Point clé bien posé : ces traitements ne se discutent qu’en Alzheimer précoce documentée par biomarqueur amyloïde, sinon on expose à un risque iatrogène sans bénéfice attendu. En pratique, j’insisterais sur trois éléments de sélection : 1) confirmation du stade (CDR 0,5–1) et exclusion des « pseudo-MCI » (dépression, apnées, iatrogénie, troubles sensoriels), 2) IRM de référence rigoureuse (microhémorragies, sidérose corticale, lésions vasculaires) avec seuils d’exclusion, 3) statut APOE ε4 (non pour exclure, mais pour stratifier le risque et informer). La gestion ARIA doit être protocolisée : calendrier d’IRM, conduite à tenir symptomatique vs asymptomatique, et prudence majeure avec anticoagulants/antiagrégants. Enfin, clarifier dès le départ l’objectif : ralentissement modeste du déclin, pas une amélioration, avec contraintes logistiques et surveillance rapprochée.

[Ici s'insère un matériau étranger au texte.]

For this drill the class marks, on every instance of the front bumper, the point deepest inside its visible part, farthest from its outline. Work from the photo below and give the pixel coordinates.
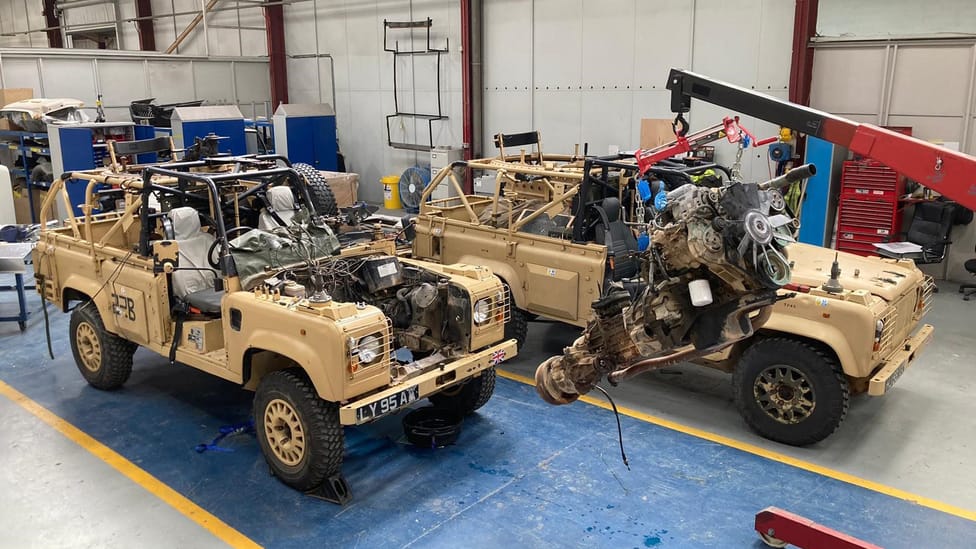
(434, 380)
(899, 361)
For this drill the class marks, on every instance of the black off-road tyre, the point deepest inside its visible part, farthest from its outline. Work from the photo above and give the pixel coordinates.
(299, 433)
(103, 358)
(323, 201)
(465, 398)
(518, 321)
(777, 380)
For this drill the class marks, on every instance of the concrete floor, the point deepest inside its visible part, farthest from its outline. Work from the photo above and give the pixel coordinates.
(918, 439)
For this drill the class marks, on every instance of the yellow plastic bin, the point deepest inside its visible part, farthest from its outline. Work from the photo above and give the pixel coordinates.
(391, 192)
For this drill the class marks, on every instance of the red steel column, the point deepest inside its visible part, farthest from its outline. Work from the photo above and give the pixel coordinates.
(274, 20)
(801, 66)
(147, 35)
(53, 24)
(466, 91)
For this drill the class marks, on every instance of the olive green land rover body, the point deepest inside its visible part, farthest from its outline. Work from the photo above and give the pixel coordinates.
(792, 379)
(326, 336)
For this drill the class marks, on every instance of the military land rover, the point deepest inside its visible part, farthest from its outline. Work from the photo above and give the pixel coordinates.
(554, 232)
(212, 264)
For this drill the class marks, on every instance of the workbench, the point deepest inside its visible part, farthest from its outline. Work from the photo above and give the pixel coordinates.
(13, 258)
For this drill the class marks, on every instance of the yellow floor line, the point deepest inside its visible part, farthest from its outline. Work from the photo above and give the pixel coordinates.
(156, 487)
(769, 454)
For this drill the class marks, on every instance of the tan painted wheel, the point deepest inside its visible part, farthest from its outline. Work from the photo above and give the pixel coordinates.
(299, 433)
(286, 435)
(89, 348)
(785, 394)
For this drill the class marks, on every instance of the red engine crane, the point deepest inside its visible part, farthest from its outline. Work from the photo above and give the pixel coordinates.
(951, 174)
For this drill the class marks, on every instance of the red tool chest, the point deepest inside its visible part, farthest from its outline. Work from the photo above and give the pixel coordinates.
(869, 210)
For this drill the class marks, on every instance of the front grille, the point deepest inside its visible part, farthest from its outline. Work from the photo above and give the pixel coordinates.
(501, 310)
(890, 318)
(386, 350)
(904, 319)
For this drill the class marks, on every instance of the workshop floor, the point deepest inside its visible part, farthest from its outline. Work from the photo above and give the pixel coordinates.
(80, 467)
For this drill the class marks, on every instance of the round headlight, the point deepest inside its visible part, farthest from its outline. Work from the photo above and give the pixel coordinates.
(370, 348)
(482, 311)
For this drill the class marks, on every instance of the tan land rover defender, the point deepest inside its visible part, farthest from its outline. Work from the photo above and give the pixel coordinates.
(554, 231)
(212, 264)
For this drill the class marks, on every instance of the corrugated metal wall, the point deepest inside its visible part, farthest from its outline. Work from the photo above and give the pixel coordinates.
(122, 77)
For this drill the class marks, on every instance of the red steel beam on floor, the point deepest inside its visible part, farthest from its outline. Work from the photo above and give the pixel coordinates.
(147, 35)
(53, 24)
(777, 525)
(274, 21)
(801, 65)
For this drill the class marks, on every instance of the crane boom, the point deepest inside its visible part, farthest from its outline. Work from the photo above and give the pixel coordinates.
(950, 173)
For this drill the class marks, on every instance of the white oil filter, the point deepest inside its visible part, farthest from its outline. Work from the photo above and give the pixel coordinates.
(701, 292)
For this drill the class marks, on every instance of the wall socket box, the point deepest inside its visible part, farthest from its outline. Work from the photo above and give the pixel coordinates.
(441, 158)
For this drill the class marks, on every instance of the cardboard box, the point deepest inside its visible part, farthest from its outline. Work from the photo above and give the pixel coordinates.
(655, 132)
(12, 95)
(345, 187)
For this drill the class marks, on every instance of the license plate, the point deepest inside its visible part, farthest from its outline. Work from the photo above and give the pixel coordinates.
(387, 404)
(895, 375)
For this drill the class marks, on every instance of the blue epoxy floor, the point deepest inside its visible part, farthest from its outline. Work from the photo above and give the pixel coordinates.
(522, 473)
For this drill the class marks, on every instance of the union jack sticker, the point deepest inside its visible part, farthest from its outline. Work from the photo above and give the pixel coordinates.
(497, 357)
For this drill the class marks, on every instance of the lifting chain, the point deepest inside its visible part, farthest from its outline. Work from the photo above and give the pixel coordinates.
(737, 165)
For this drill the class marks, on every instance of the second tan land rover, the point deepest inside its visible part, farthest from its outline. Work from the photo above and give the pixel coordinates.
(824, 339)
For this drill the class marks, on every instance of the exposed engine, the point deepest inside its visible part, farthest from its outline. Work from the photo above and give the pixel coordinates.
(418, 302)
(707, 280)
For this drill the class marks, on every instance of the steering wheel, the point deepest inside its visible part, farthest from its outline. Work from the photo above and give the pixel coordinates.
(215, 262)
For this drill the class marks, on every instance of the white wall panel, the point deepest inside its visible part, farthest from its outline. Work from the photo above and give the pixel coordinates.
(930, 91)
(507, 44)
(21, 73)
(848, 80)
(557, 44)
(214, 82)
(507, 112)
(664, 33)
(69, 78)
(253, 82)
(165, 78)
(558, 115)
(736, 59)
(923, 85)
(880, 18)
(608, 44)
(123, 77)
(606, 119)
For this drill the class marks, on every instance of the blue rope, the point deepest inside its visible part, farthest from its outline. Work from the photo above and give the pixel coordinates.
(225, 431)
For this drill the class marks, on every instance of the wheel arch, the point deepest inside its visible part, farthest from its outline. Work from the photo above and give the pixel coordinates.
(268, 355)
(505, 272)
(826, 338)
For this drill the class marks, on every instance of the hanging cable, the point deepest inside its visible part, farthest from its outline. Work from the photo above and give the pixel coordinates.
(620, 433)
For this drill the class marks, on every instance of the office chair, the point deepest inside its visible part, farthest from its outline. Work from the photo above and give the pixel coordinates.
(967, 290)
(929, 229)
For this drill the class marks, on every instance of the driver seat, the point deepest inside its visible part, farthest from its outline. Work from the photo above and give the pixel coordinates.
(193, 281)
(613, 233)
(280, 211)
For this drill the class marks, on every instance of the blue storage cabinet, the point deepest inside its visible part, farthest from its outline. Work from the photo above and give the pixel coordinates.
(77, 147)
(307, 133)
(819, 206)
(226, 121)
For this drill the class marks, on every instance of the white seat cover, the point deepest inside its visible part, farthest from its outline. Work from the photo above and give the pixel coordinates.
(283, 203)
(194, 245)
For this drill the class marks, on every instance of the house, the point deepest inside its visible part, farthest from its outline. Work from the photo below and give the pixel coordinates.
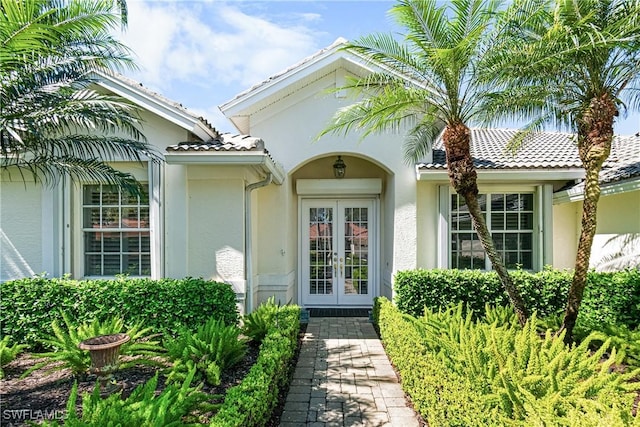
(272, 211)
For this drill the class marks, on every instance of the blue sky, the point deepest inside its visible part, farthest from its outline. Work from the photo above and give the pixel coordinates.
(202, 53)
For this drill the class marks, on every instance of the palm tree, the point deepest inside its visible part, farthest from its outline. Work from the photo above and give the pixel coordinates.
(53, 124)
(574, 65)
(430, 80)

Le post est globalement conforme à l’EBM : CLARITY-AD (lecanemab) et TRAILBLAZER-ALZ 2 (donanemab) ont bien inclus MCI ou démence légère avec preuve d’amyloïdose (TEP amyloïde ou biomarqueurs LCR) et montrent un bénéfice clinique statistiquement significatif mais modeste. Point à préciser : la « sélection stricte » ne concerne pas seulement le phénotype, mais aussi les critères IRM et vasculaires (microhémorragies, sidérose, lésions étendues), et l’exclusion/gestion des anticoagulants selon protocoles. Pour les risques ARIA, il faut rappeler la stratification par APOE ε4 (risque accru, surtout homozygotes), l’importance d’un protocole IRM de surveillance et la distinction ARIA-E vs ARIA-H, souvent asymptomatiques mais parfois graves. Enfin, la transposition en vraie vie reste incertaine faute de données robustes post-AMM et nécessite parcours diagnostique standardisé.